TÜRKİYE YERİNE ALMANYA MİLLİ TAKIMINI SEÇMESİ
-Türk vatandaşlığı yerine Alman vatandaşlığını seçtin. Zorlandın mı?
– Zorlanmaz olur muyum? Öyle ayaküstü verdiğim bir karar değildi. Almanya’da doğmuş olmama rağmen başta sadece Türk pasaportum vardı. O zamanlar çifte vatandaşlık yoktu.
ANNEM VE AMCAM TÜRKİYE DEDİ
– Ailem kararı bana bıraktı. Ama hepsinin görüşünü sordum ve dinledim. Sonunda Almanya için karar verdim. Annem, Türkiye için oynamamdan yanaydı. “Köklerin orası evladım” dedi. “Dedenler, ninenler Türkiye’den geldiler!” Amcam da bu görüşteydi. Bana Zonguldak’ı anlattı, oraya gittiğinde içinde kabaran duygulardan söz etti. Ama ben hiç onun gibi hissetmiyordum! 17 yaşına kadar sadece iki defa, yaz tatilinde Zonguldak’a gitmiştim. Tamam iyiydi ama evimdeymişim gibi de gelmemişti.
BABAM ALMANYA DEDİ
Babam, amcama karşı çıktı. “Mesut Almanya’da doğdu. Almanya’da okula gitti. Futbol oynamayı Alman takımlarında öğrendi. Bu yüzden Almanya için oynamalı!” dedi. Abim Mutlu da babamı destekledi. Ama onun gerekçesi farklıydı. “Türkiye’nin şimdiye kadar aldığı en büyük başarı 2002 Dünya Kupası üçüncülüğü, Almanya’nın ise 1954, 1974 ve 1990’da dünya şampiyonluğu var” dedi.

Kız kardeşim Neşe ise “Ben Türkiye’nin formalarını daha çok seviyorum” dedi ve gülümsedi. Sonra ben uzun uzun düşündüm ve aileme kararımı açıkladım. Alman Milli Takımı’nda oynayacaktım. Hayattaki en büyük hayalim olan üst düzey bir futbolcu olabilmek için bunu yapmam gerektiğini düşündüm.

Kitapta bu kısmı detaylı anlattım. Konsolosluğa girmemizle birlikte, Türk topraklarına ayak basmış olduk! Görevli memura geliş nedenimizi söylediğimiz andan itibaren bize nefretle yaklaştı! Bizden çok sonra gelmiş insanların işi bizden önce bitti. Sonunda babam, “Sıra bize ne zaman gelecek? İsmimizin çoktan okunması gerekiyordu” diye söylendi.
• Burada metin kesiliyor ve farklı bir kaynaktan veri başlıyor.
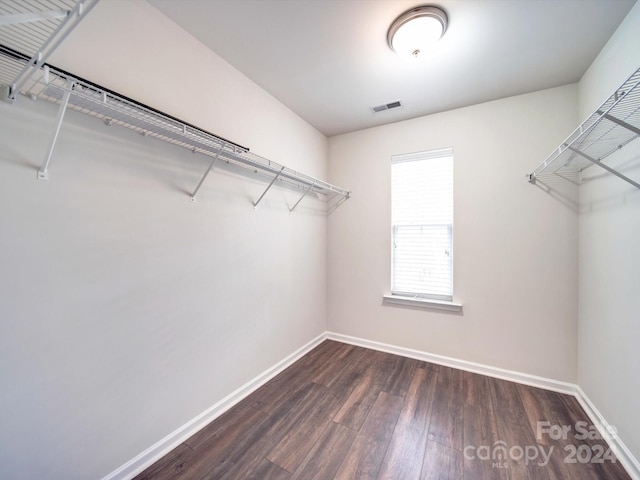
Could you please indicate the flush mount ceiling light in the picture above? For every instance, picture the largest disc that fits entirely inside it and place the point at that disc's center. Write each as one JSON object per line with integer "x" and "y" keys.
{"x": 413, "y": 32}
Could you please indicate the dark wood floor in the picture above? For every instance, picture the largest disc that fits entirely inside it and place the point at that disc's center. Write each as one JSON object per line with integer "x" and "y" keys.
{"x": 345, "y": 412}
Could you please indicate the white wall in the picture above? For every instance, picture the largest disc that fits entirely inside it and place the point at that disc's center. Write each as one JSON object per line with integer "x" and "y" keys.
{"x": 126, "y": 310}
{"x": 609, "y": 305}
{"x": 514, "y": 243}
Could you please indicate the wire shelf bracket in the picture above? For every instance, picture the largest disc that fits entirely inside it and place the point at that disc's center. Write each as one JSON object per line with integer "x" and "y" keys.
{"x": 27, "y": 74}
{"x": 38, "y": 32}
{"x": 610, "y": 128}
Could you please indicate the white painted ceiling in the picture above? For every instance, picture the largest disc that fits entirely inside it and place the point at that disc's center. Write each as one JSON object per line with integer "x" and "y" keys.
{"x": 328, "y": 60}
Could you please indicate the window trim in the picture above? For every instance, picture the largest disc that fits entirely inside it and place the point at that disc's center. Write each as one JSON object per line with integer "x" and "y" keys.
{"x": 423, "y": 300}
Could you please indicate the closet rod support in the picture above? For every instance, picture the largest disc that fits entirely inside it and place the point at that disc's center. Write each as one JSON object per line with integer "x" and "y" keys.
{"x": 622, "y": 123}
{"x": 303, "y": 195}
{"x": 43, "y": 173}
{"x": 255, "y": 205}
{"x": 606, "y": 167}
{"x": 195, "y": 192}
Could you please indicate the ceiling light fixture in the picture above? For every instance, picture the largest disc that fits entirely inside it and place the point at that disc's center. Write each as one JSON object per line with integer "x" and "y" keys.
{"x": 413, "y": 32}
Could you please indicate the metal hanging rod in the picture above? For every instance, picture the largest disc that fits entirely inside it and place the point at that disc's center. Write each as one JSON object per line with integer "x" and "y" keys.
{"x": 70, "y": 91}
{"x": 610, "y": 128}
{"x": 36, "y": 28}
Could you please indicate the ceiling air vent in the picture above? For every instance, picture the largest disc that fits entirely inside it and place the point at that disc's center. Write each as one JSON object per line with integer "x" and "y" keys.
{"x": 386, "y": 106}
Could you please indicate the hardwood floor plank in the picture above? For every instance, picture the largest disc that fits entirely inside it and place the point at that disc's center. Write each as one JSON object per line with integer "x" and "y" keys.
{"x": 610, "y": 468}
{"x": 403, "y": 460}
{"x": 170, "y": 466}
{"x": 346, "y": 412}
{"x": 253, "y": 447}
{"x": 357, "y": 406}
{"x": 446, "y": 426}
{"x": 324, "y": 459}
{"x": 515, "y": 431}
{"x": 365, "y": 456}
{"x": 333, "y": 366}
{"x": 441, "y": 463}
{"x": 299, "y": 440}
{"x": 268, "y": 471}
{"x": 399, "y": 372}
{"x": 480, "y": 435}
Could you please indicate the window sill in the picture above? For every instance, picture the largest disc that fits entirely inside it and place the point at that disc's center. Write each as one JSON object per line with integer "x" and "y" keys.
{"x": 422, "y": 303}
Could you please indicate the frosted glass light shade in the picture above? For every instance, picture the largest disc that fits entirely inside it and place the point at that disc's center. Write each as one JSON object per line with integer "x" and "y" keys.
{"x": 416, "y": 30}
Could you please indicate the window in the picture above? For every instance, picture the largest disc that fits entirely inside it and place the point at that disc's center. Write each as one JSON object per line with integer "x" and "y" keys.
{"x": 422, "y": 225}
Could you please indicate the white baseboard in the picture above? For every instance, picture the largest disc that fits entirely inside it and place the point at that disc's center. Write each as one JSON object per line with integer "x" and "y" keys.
{"x": 154, "y": 453}
{"x": 624, "y": 455}
{"x": 620, "y": 450}
{"x": 171, "y": 441}
{"x": 524, "y": 378}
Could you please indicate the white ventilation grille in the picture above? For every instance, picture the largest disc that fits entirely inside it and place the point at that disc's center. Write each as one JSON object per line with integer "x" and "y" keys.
{"x": 386, "y": 106}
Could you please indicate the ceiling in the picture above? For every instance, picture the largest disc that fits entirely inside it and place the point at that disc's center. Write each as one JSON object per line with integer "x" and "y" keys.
{"x": 329, "y": 62}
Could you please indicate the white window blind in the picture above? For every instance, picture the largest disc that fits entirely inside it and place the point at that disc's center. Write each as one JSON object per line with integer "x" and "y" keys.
{"x": 422, "y": 224}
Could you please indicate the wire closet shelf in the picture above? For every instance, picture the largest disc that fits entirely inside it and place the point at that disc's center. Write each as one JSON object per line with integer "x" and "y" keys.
{"x": 611, "y": 127}
{"x": 46, "y": 82}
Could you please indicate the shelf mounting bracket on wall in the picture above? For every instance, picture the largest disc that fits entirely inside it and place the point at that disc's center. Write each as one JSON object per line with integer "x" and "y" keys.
{"x": 605, "y": 166}
{"x": 43, "y": 173}
{"x": 42, "y": 31}
{"x": 300, "y": 199}
{"x": 607, "y": 130}
{"x": 195, "y": 192}
{"x": 30, "y": 30}
{"x": 255, "y": 205}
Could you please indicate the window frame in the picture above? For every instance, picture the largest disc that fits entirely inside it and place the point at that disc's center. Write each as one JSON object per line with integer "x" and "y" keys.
{"x": 421, "y": 299}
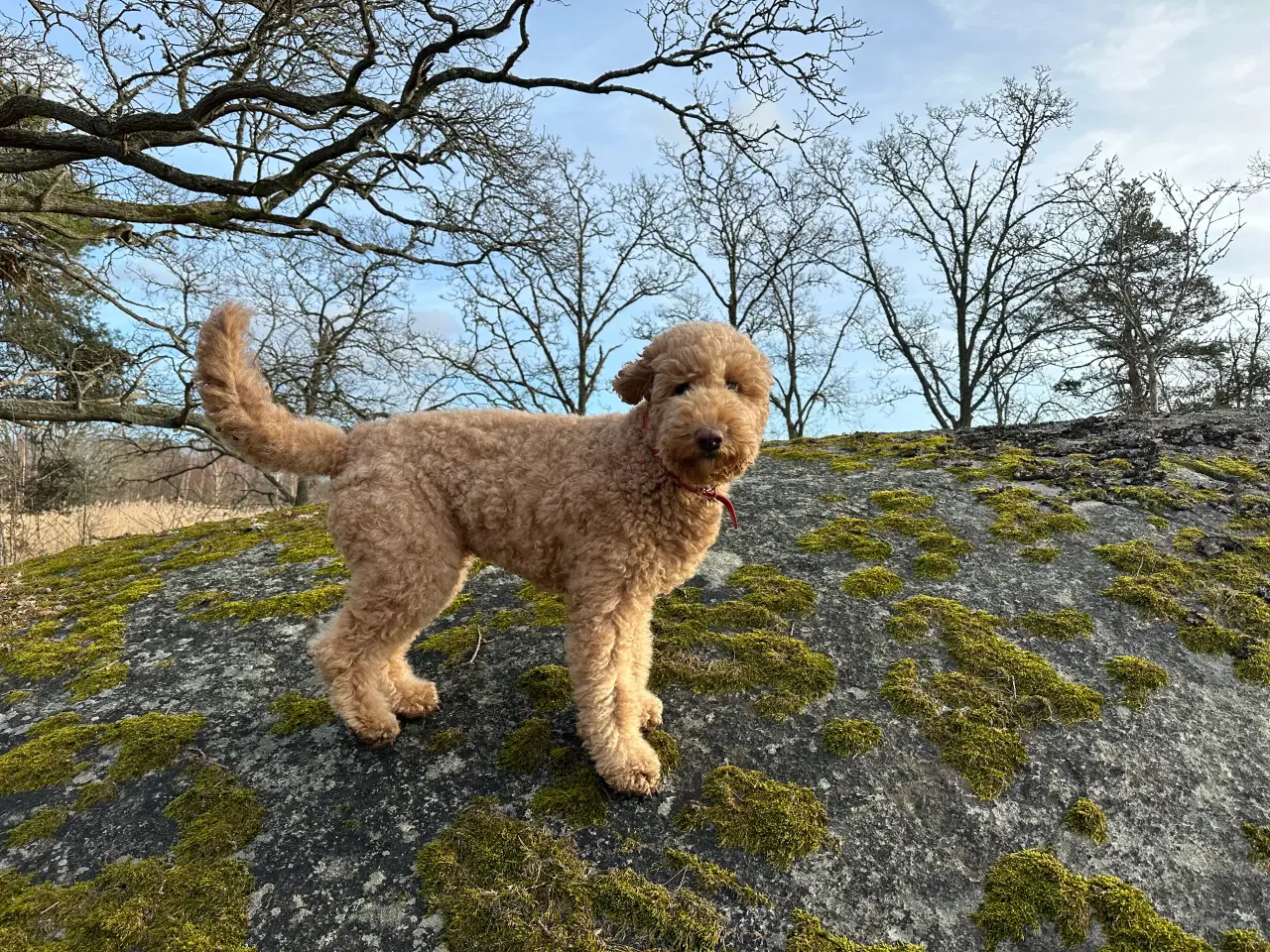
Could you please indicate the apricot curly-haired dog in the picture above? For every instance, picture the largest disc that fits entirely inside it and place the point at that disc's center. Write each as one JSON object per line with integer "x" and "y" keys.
{"x": 611, "y": 511}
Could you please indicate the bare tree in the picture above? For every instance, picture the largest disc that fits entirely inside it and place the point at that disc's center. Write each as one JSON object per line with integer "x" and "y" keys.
{"x": 717, "y": 232}
{"x": 1146, "y": 299}
{"x": 763, "y": 255}
{"x": 278, "y": 118}
{"x": 956, "y": 191}
{"x": 336, "y": 338}
{"x": 539, "y": 320}
{"x": 807, "y": 345}
{"x": 398, "y": 128}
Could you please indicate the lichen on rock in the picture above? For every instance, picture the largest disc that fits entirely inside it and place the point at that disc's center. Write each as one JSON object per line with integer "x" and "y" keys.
{"x": 507, "y": 884}
{"x": 976, "y": 714}
{"x": 1086, "y": 819}
{"x": 811, "y": 936}
{"x": 779, "y": 821}
{"x": 749, "y": 642}
{"x": 849, "y": 738}
{"x": 300, "y": 712}
{"x": 1032, "y": 887}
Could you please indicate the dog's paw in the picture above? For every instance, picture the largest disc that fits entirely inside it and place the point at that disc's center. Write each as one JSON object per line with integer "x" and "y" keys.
{"x": 651, "y": 712}
{"x": 375, "y": 731}
{"x": 418, "y": 701}
{"x": 633, "y": 769}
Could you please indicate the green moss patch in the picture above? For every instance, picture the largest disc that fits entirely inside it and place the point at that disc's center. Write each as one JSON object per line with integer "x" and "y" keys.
{"x": 197, "y": 901}
{"x": 295, "y": 604}
{"x": 300, "y": 712}
{"x": 667, "y": 749}
{"x": 1086, "y": 819}
{"x": 94, "y": 793}
{"x": 1064, "y": 625}
{"x": 1214, "y": 601}
{"x": 1259, "y": 844}
{"x": 574, "y": 793}
{"x": 864, "y": 537}
{"x": 146, "y": 744}
{"x": 217, "y": 816}
{"x": 712, "y": 879}
{"x": 499, "y": 883}
{"x": 742, "y": 645}
{"x": 976, "y": 714}
{"x": 527, "y": 748}
{"x": 1025, "y": 889}
{"x": 849, "y": 535}
{"x": 548, "y": 607}
{"x": 1137, "y": 678}
{"x": 810, "y": 936}
{"x": 456, "y": 644}
{"x": 847, "y": 738}
{"x": 933, "y": 565}
{"x": 64, "y": 615}
{"x": 1040, "y": 555}
{"x": 1225, "y": 468}
{"x": 444, "y": 742}
{"x": 747, "y": 809}
{"x": 462, "y": 601}
{"x": 901, "y": 500}
{"x": 45, "y": 824}
{"x": 1242, "y": 941}
{"x": 576, "y": 796}
{"x": 149, "y": 743}
{"x": 875, "y": 581}
{"x": 49, "y": 757}
{"x": 100, "y": 676}
{"x": 1028, "y": 517}
{"x": 547, "y": 687}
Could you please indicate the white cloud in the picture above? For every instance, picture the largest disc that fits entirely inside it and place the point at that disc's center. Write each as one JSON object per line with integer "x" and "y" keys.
{"x": 1132, "y": 55}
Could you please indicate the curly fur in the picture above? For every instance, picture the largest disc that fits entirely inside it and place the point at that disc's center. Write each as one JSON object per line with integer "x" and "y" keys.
{"x": 574, "y": 504}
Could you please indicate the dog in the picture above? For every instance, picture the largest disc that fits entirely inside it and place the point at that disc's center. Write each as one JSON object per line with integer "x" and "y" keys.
{"x": 610, "y": 511}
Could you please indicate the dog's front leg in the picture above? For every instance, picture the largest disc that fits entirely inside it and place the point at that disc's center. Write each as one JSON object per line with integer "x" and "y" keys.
{"x": 607, "y": 653}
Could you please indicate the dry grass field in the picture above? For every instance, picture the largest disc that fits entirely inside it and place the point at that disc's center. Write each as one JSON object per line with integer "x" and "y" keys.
{"x": 30, "y": 535}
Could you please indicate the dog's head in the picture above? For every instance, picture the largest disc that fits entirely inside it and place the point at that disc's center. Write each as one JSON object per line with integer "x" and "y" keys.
{"x": 706, "y": 388}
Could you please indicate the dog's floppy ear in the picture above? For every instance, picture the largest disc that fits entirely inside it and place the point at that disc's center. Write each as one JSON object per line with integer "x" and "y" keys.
{"x": 634, "y": 382}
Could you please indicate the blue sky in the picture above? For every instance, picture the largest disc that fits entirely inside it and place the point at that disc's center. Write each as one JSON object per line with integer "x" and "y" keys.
{"x": 1165, "y": 84}
{"x": 1182, "y": 85}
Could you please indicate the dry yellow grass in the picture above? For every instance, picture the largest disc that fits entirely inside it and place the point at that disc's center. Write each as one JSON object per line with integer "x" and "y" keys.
{"x": 32, "y": 535}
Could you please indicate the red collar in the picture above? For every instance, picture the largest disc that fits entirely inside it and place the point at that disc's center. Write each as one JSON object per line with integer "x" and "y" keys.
{"x": 703, "y": 492}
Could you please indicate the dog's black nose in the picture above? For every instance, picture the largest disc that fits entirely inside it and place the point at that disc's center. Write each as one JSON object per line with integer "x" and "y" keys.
{"x": 707, "y": 439}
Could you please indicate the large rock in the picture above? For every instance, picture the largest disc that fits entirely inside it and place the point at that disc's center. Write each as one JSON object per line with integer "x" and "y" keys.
{"x": 1006, "y": 688}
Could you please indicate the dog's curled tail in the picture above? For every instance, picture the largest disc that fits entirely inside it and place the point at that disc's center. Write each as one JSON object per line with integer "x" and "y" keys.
{"x": 240, "y": 405}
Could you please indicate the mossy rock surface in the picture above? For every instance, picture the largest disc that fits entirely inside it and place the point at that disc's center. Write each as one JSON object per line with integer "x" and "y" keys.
{"x": 309, "y": 841}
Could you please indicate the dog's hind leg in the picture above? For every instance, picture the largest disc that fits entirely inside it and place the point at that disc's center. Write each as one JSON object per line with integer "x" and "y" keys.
{"x": 399, "y": 581}
{"x": 409, "y": 694}
{"x": 604, "y": 658}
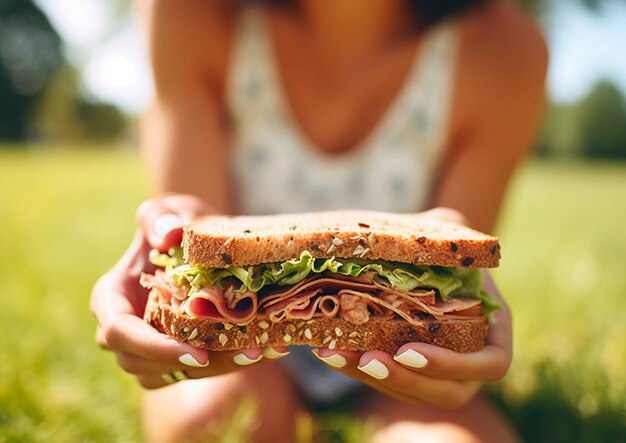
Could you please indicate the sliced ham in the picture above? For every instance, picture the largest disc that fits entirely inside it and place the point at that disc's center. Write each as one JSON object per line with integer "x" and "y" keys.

Görevli, “Yarın gelin. Bugün yetiştiremedim!” dedi.

Ertesi gün yine gittik. Bekledik, bekledik, bekledik… Ta ki babam memurun odasını hızla açıp bağırana kadar: “Oğlum, pasaportunu geri vermeden burayı terk etmeyeceğiz!” Sesi yükselmişti. Memur, kararımızı tamamen kişisel almıştı. Sonunda işimizi zoraki olsa da yaptırabildik.

-İlk milli maçımdan önceki günlerde, internet sayfamı hakaretler yüzünden kapatmak zorunda kaldım. Oysa Almanya’yı seçme kararım, Türkiye’ye karşı alınmış bir karar değildi. Almanya için oynamaya karar vermiş olmam, Türkiye’yi kalbimde taşımadığım, kafamda bitirdiğim, kendimi Türkiye’ye ve Türk insanına kapadığım anlamına gelmiyordu. Ama derdimi anlatamadığım çok oldu.